Corruption : et si on recentrait l’État sur ses missions régaliennes ?
Dix ans après l’adoption de la loi Sapin II censée moraliser la vie publique, la France continue de reculer dans le classement mondial de la perception de la corruption. Elle se situe désormais à la 27e place sur 182 dans l’indice de perception 2025 (IPC) de l’ONG Transparency International France (cet indice évalue non pas la corruption réelle, mais sa perception par des experts et des dirigeants économiques). La régression de l’Hexagone s’observe pour la quatrième année consécutive, de 72 points sur 100 en 2022 à 66 points en 2025 (plus le nombre est proche de 0, plus de pays est perçu comme corrompu).
La corruption dans la culture politique française reste «un sujet de préoccupation », estime l’ONG – en témoignent la condamnation de Nicolas Sarkozy pour le financement illégal de sa campagne électorale et l’affaire du détournement de fonds européens qui vise le Rassemblement national. Transparency International regrette un manque de volontarisme politique : des ministres ont, par exemple, été maintenus en fonction alors qu’ils étaient mis en examen, ce qui montre un abandon de la « doctrine d’exemplarité » selon l’ONG.
Quant aux moyens dédiés à la répression et la prévention de la corruption, ils sont jugés insuffisants. Sur ce dernier point, Transparency International cite la Haute autorité pour la transparence de la vie publique (HATVP) : ses missions se sont élargies, mais elle n’a pas connu une hausse de ses effectifs « à due concurrence ». Résultat : les délais de publication des déclarations d’intérêts des députés et des membres du gouvernement ont considérablement augmenté dans les dernières législatures.
Plus généralement, l’ONG s’inquiète d’une érosion de l’architecture anticorruption, qui se caractérise par le relèvement des seuils de publicité des marchés publics, le « démantèlement du contrôle de la légalité », ou encore la redéfinition de la prise illégale d’intérêts. Elle a donc publié un plan alternatif de 19 mesures qui prévoit, entre autres, de renforcer les moyens des autorités de contrôle, d’imposer des plans « anticorruption » dans les collectivités de plus de 100 000 habitants, d’interdire la nomination de ministres mis en examen, de centraliser les données relatives aux marchés publics et aux aides publiques aux entreprises…
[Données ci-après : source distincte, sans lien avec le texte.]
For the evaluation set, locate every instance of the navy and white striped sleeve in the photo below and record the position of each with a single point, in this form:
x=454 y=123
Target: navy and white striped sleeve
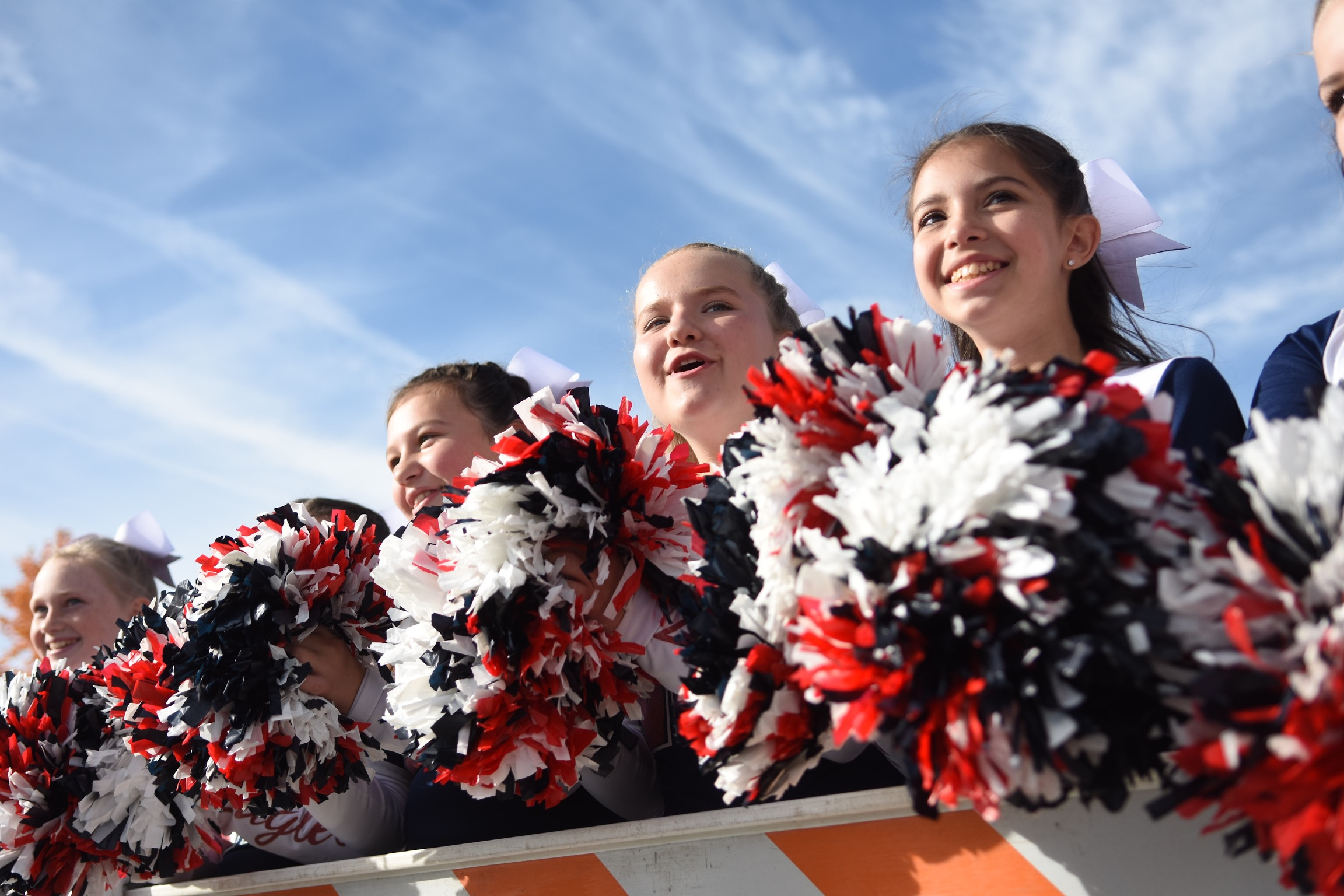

Se focaliser sur les moyens de contrôle revient toutefois à traiter les symptômes plutôt que les causes. La corruption prospère avant tout là où le pouvoir administratif distribue des avantages : statut protecteur, subventions, marchés publics, dérogations… Plus l’État intervient dans l’économie, plus il multiplie les points de contact entre des acteurs privés et des agents publics, et plus il augmente les risques de corruption. Ne serait-il donc pas pertinent de proposer également la baisse du nombre de fonctionnaires, la suppression des ministères inutiles, la suppression des subventions en tout genre, et de revenir à une conception stricte des missions régaliennes de l’État ? Dans un État omniprésent n’ayant pas particulièrement la culture de la transparence, ajouter des garde-fous peut être utile mais ne change rien aux incitations.